DeRieux and her colleagues found that aerosols behave differently over Southern California than they do over a forest or over the ocean. Their behavior changes with changes in temperature, location, elevation, season, and weather. The scientists created models “to try to simplify the system, allowing you to make predictions” about how aerosols might behave in different situations.
Using computerized models and also doing hands-on laboratory work both are important, DeRieux explains. “Models are only as good as the data that we put into them. You need the other approaches [gathering samples in the field and doing experiments in the lab]. Without them, modeling won’t give you answers. You need to go back to the real world. But [computer models] provide something of real value, especially about something as complicated as the atmosphere.”
These days, DeRieux and her colleagues at California’s South Coast Air Quality Management District work on reducing VOCs (volatile organic compounds — chemicals which can increase ground-level ozone). While ozone in the stratosphere helps us by blocking u-v rays from the Sun, ozone on the ground can cause health problems. The AQMD is “constantly monitoring to make sure that there are not sources that emit more VOCs than allowed out there.” They make sure that oil refineries and other industrial operations as well as smaller companies, including auto shops, do not release significant amounts of damaging chemicals into the air.
Inspectors from the AQMD collect samples from companies, businesses, and stores and bring them back to the lab. That’s where DeRieux helps “analyze them to determine their VOC content.” She does this in different ways. One of the first steps: determining how much water is in a sample. This “helps you figure out which portion is not water…. You’re looking at concentrations.” DeRieux uses an electrode to measure the amount of water in a known mass of sample. The relationship between the reading of the electrode and the amount of water is linear.”It needs to be linear to be valid.”
Spectrometers help DeRieux and her colleagues count the different organic carbons in a sample. “After all of that analysis is done, it will give us a measure of how much of the sample was made up of volatile organic compounds.” There are levels of VOCs that are allowed. If samples indicate that a company is releasing more than that, the AQMD contacts them and works with them to meet standards for cleaner air. “Does something need to be changed in the manufacturing process?”

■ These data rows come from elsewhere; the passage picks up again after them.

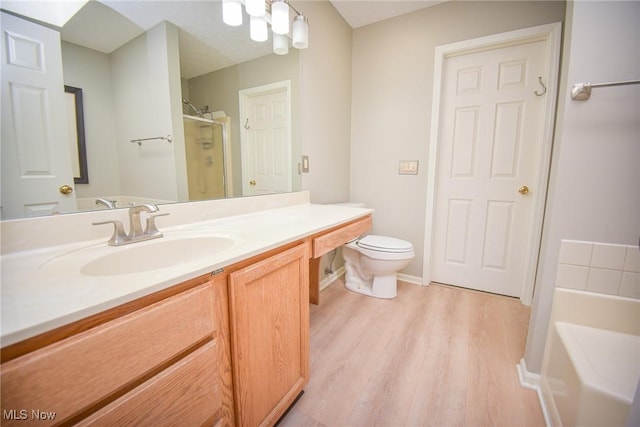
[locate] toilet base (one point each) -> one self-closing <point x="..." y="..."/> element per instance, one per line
<point x="382" y="286"/>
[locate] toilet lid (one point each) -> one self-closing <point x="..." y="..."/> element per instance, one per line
<point x="384" y="244"/>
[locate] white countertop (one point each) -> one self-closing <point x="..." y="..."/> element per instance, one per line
<point x="37" y="298"/>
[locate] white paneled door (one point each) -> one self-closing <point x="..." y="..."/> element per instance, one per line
<point x="266" y="139"/>
<point x="491" y="130"/>
<point x="36" y="159"/>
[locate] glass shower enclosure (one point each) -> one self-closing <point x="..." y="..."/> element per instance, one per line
<point x="207" y="157"/>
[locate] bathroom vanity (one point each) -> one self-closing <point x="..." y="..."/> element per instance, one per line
<point x="224" y="341"/>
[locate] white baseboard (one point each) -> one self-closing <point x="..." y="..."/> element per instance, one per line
<point x="332" y="277"/>
<point x="531" y="381"/>
<point x="414" y="280"/>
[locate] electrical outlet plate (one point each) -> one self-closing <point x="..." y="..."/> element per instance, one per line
<point x="408" y="167"/>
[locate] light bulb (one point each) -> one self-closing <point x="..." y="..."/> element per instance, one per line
<point x="300" y="32"/>
<point x="258" y="29"/>
<point x="279" y="17"/>
<point x="232" y="12"/>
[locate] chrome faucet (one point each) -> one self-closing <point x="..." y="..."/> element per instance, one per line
<point x="136" y="233"/>
<point x="110" y="204"/>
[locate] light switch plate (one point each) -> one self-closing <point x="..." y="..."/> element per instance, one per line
<point x="408" y="167"/>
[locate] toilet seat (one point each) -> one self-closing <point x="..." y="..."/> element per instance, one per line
<point x="384" y="244"/>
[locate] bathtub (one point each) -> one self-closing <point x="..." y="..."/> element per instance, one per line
<point x="591" y="365"/>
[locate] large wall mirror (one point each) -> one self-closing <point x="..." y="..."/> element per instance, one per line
<point x="163" y="86"/>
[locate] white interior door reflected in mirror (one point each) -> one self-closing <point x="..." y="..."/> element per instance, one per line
<point x="35" y="155"/>
<point x="266" y="139"/>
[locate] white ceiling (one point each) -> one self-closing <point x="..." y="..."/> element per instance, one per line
<point x="206" y="43"/>
<point x="358" y="13"/>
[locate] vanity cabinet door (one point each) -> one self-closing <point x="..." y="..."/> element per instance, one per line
<point x="165" y="363"/>
<point x="270" y="335"/>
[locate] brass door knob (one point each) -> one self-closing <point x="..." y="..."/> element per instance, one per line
<point x="65" y="189"/>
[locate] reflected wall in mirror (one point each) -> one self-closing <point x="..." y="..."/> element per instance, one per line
<point x="133" y="88"/>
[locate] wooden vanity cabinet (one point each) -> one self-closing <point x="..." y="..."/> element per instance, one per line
<point x="156" y="361"/>
<point x="226" y="349"/>
<point x="269" y="312"/>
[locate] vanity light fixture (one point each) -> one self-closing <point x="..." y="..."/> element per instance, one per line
<point x="269" y="12"/>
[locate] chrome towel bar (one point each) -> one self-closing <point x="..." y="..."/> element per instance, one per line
<point x="582" y="91"/>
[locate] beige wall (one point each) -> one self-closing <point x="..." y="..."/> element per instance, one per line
<point x="143" y="98"/>
<point x="325" y="69"/>
<point x="219" y="90"/>
<point x="89" y="70"/>
<point x="594" y="189"/>
<point x="391" y="102"/>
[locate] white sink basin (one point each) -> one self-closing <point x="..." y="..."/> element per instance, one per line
<point x="157" y="254"/>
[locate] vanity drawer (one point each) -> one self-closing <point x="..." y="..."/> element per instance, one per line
<point x="186" y="393"/>
<point x="80" y="371"/>
<point x="338" y="237"/>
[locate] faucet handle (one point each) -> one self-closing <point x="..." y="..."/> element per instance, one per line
<point x="151" y="229"/>
<point x="119" y="237"/>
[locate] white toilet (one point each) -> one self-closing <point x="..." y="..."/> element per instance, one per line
<point x="371" y="264"/>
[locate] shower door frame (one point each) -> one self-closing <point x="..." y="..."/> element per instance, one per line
<point x="226" y="152"/>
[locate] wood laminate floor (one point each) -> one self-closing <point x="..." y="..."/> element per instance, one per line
<point x="433" y="356"/>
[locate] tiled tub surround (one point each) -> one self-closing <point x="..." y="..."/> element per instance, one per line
<point x="591" y="365"/>
<point x="34" y="301"/>
<point x="599" y="267"/>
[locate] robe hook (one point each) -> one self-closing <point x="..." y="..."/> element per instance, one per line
<point x="543" y="87"/>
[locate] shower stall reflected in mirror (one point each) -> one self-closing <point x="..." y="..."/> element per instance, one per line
<point x="208" y="157"/>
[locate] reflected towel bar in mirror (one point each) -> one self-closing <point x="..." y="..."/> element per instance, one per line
<point x="141" y="140"/>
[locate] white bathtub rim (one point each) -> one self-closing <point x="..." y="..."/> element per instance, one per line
<point x="531" y="381"/>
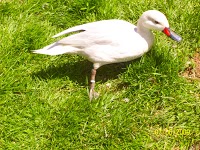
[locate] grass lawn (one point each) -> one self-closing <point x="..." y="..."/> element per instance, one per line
<point x="143" y="104"/>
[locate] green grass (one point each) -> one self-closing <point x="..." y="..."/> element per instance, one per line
<point x="44" y="102"/>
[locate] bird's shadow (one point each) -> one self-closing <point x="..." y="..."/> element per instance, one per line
<point x="80" y="71"/>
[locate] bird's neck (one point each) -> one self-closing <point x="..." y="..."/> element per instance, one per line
<point x="146" y="34"/>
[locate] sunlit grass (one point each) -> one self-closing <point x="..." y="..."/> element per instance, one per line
<point x="143" y="104"/>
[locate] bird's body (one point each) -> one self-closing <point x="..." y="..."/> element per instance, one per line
<point x="102" y="42"/>
<point x="110" y="41"/>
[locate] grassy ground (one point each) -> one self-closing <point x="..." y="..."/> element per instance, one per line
<point x="143" y="104"/>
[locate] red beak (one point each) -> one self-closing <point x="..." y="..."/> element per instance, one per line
<point x="172" y="34"/>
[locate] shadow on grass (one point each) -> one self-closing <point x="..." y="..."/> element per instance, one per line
<point x="80" y="71"/>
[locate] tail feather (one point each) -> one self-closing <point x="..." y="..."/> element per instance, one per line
<point x="56" y="49"/>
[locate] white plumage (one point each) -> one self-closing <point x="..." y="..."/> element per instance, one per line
<point x="110" y="41"/>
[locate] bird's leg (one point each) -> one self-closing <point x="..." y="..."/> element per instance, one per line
<point x="92" y="93"/>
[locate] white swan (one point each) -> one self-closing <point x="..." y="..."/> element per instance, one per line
<point x="110" y="41"/>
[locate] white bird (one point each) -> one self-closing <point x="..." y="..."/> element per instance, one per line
<point x="110" y="41"/>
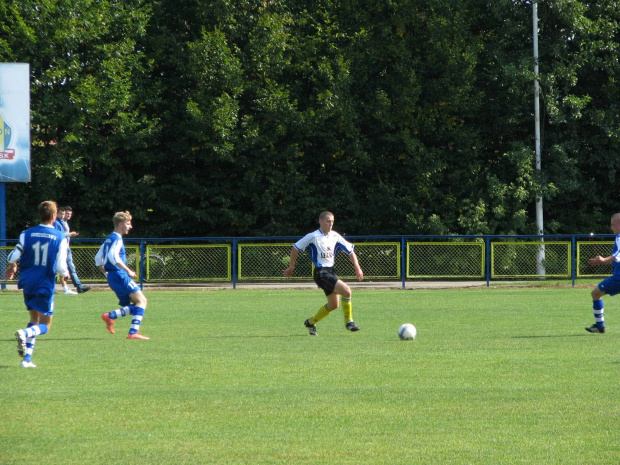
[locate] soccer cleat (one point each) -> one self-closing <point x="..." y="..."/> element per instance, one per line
<point x="20" y="336"/>
<point x="109" y="322"/>
<point x="311" y="328"/>
<point x="351" y="326"/>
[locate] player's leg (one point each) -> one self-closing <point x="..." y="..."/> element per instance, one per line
<point x="325" y="279"/>
<point x="598" y="308"/>
<point x="39" y="324"/>
<point x="344" y="290"/>
<point x="137" y="313"/>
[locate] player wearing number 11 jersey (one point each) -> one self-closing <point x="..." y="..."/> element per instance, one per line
<point x="42" y="253"/>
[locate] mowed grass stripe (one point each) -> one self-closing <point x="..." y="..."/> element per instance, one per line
<point x="229" y="377"/>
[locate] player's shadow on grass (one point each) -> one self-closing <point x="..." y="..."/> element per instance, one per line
<point x="255" y="336"/>
<point x="550" y="335"/>
<point x="48" y="339"/>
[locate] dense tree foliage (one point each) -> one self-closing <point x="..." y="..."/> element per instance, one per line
<point x="232" y="117"/>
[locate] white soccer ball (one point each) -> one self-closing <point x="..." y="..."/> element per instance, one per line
<point x="407" y="332"/>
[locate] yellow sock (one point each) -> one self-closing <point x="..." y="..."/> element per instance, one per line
<point x="347" y="309"/>
<point x="322" y="313"/>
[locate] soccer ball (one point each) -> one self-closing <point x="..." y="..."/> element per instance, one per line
<point x="407" y="332"/>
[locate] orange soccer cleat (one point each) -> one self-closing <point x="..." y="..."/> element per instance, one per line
<point x="109" y="322"/>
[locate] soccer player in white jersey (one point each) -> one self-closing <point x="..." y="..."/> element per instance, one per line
<point x="323" y="245"/>
<point x="42" y="253"/>
<point x="609" y="286"/>
<point x="111" y="258"/>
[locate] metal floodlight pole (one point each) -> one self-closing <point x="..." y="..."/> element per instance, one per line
<point x="539" y="201"/>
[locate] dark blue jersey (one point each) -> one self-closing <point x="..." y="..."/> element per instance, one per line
<point x="42" y="253"/>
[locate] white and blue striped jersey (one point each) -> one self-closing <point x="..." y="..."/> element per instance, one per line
<point x="42" y="253"/>
<point x="615" y="252"/>
<point x="111" y="252"/>
<point x="323" y="247"/>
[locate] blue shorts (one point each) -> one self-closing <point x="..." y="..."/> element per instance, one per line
<point x="326" y="278"/>
<point x="40" y="302"/>
<point x="123" y="286"/>
<point x="610" y="285"/>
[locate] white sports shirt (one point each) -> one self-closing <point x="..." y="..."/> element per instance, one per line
<point x="323" y="247"/>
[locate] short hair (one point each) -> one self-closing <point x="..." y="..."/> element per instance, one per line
<point x="47" y="210"/>
<point x="121" y="217"/>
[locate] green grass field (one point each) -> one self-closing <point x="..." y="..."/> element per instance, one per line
<point x="496" y="376"/>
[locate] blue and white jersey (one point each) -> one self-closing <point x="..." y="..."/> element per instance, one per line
<point x="323" y="247"/>
<point x="111" y="252"/>
<point x="615" y="252"/>
<point x="42" y="253"/>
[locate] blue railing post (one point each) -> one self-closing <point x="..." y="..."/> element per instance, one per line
<point x="487" y="260"/>
<point x="234" y="264"/>
<point x="573" y="258"/>
<point x="403" y="260"/>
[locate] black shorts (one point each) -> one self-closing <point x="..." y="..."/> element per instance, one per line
<point x="326" y="279"/>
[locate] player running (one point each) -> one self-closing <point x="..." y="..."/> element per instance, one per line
<point x="42" y="253"/>
<point x="323" y="245"/>
<point x="111" y="258"/>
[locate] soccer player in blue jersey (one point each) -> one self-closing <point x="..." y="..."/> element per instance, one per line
<point x="323" y="245"/>
<point x="111" y="258"/>
<point x="609" y="286"/>
<point x="42" y="253"/>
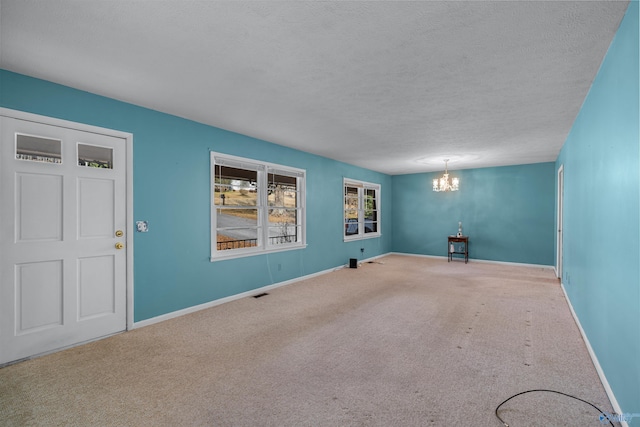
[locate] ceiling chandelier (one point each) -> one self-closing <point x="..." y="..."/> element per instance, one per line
<point x="443" y="183"/>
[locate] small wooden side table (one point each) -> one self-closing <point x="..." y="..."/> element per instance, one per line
<point x="453" y="240"/>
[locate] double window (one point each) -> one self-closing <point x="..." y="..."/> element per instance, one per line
<point x="361" y="210"/>
<point x="257" y="207"/>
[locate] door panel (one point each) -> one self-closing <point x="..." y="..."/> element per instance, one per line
<point x="38" y="207"/>
<point x="63" y="197"/>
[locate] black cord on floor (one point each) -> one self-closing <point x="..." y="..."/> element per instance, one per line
<point x="549" y="391"/>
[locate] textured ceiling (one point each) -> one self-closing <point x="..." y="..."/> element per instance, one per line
<point x="392" y="86"/>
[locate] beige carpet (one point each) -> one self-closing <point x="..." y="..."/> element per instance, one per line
<point x="406" y="342"/>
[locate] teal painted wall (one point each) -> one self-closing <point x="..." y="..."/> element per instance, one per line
<point x="507" y="212"/>
<point x="601" y="215"/>
<point x="172" y="270"/>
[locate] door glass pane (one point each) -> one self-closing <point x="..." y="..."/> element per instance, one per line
<point x="38" y="149"/>
<point x="95" y="157"/>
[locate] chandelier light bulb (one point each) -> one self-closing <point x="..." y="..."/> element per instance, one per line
<point x="443" y="183"/>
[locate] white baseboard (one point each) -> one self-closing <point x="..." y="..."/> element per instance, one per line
<point x="485" y="261"/>
<point x="213" y="303"/>
<point x="594" y="359"/>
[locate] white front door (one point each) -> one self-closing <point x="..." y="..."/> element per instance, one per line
<point x="62" y="237"/>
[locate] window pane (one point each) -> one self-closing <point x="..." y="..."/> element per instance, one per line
<point x="282" y="191"/>
<point x="351" y="198"/>
<point x="95" y="157"/>
<point x="236" y="228"/>
<point x="351" y="226"/>
<point x="235" y="187"/>
<point x="283" y="226"/>
<point x="237" y="238"/>
<point x="370" y="226"/>
<point x="38" y="149"/>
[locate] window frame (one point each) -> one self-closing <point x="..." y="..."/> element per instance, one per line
<point x="362" y="186"/>
<point x="263" y="170"/>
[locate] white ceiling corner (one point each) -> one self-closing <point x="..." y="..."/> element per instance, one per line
<point x="396" y="87"/>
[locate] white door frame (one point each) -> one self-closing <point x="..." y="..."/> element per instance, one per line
<point x="560" y="237"/>
<point x="128" y="137"/>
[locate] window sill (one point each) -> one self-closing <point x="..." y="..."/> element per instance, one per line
<point x="225" y="257"/>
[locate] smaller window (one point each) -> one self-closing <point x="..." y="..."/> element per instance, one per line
<point x="361" y="210"/>
<point x="94" y="156"/>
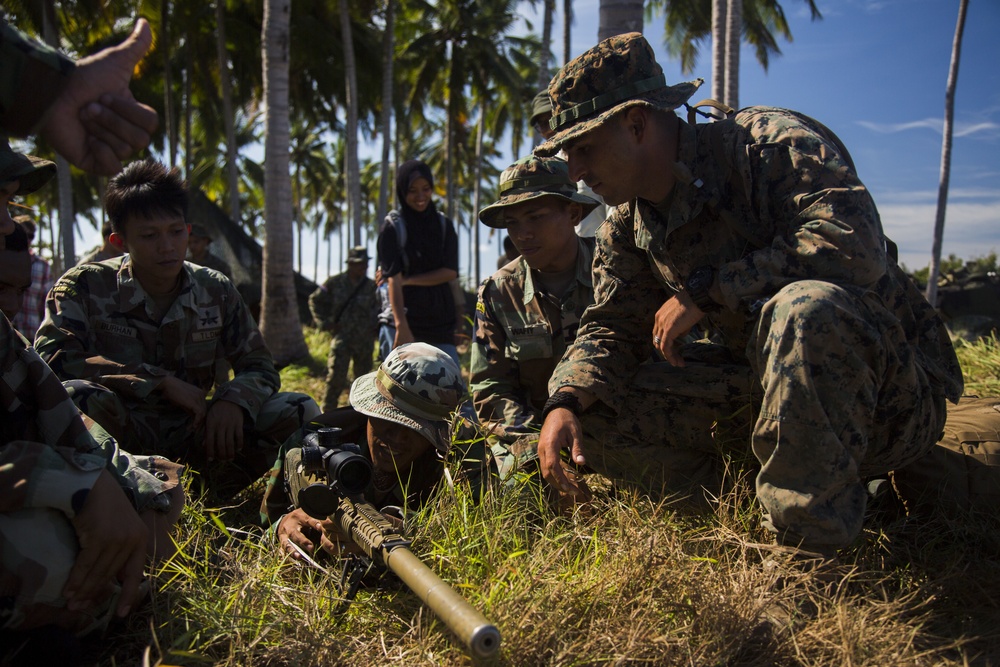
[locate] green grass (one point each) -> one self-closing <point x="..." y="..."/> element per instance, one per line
<point x="628" y="581"/>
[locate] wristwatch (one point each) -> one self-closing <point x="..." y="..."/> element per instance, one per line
<point x="562" y="399"/>
<point x="698" y="284"/>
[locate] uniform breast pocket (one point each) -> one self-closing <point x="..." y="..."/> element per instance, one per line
<point x="530" y="346"/>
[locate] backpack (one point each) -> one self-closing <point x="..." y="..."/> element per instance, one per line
<point x="962" y="470"/>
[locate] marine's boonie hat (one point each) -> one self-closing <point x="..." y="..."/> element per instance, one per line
<point x="200" y="230"/>
<point x="618" y="73"/>
<point x="357" y="255"/>
<point x="530" y="178"/>
<point x="417" y="386"/>
<point x="540" y="105"/>
<point x="32" y="172"/>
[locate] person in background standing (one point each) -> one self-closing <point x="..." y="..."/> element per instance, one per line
<point x="345" y="305"/>
<point x="418" y="251"/>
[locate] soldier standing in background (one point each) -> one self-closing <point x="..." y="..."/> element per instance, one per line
<point x="198" y="242"/>
<point x="345" y="306"/>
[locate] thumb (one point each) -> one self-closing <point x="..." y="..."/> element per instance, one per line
<point x="138" y="43"/>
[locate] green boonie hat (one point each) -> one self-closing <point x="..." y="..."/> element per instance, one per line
<point x="357" y="255"/>
<point x="618" y="73"/>
<point x="531" y="178"/>
<point x="540" y="105"/>
<point x="199" y="230"/>
<point x="32" y="172"/>
<point x="417" y="386"/>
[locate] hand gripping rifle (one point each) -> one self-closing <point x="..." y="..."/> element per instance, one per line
<point x="327" y="478"/>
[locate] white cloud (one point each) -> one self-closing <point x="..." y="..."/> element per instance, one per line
<point x="971" y="229"/>
<point x="960" y="129"/>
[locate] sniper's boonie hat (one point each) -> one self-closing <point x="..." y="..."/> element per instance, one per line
<point x="530" y="178"/>
<point x="32" y="172"/>
<point x="417" y="386"/>
<point x="618" y="73"/>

“We will also analyze air samples and aerosols in the region if there’s an odor complaint,” DeRieux told Math4Science, which brings us back to the situation in Carson involving the stinky hydrogen sulfide.
It took a few months of research to figure out the chain of events that led to the bad smell. A late September fire had broken out in a warehouse where wellness and beauty products were stored. Chemicals flowed into the channel during efforts to put out the fire. “It had been a chemical spill,” explains DeRieux. These chemicals “were interacting with organic material in the channel.”
Thanks to a drought in the area, liquids were not moving through the channel as quickly as they would when storm water flowed through it. The situation was “not something that would have improved on its own.” The companies whose chemicals had been stored in the warehouse had to work with the AQMD to clean up the chemicals which had leaked into the channel. Thanks in part to Atmospheric Chemist DeRieux and her colleagues, the air in Carson cleared up.
1 How many miles is this? If one km is about .62 of a mile, what math would tell you where to find the stratosphere, in miles?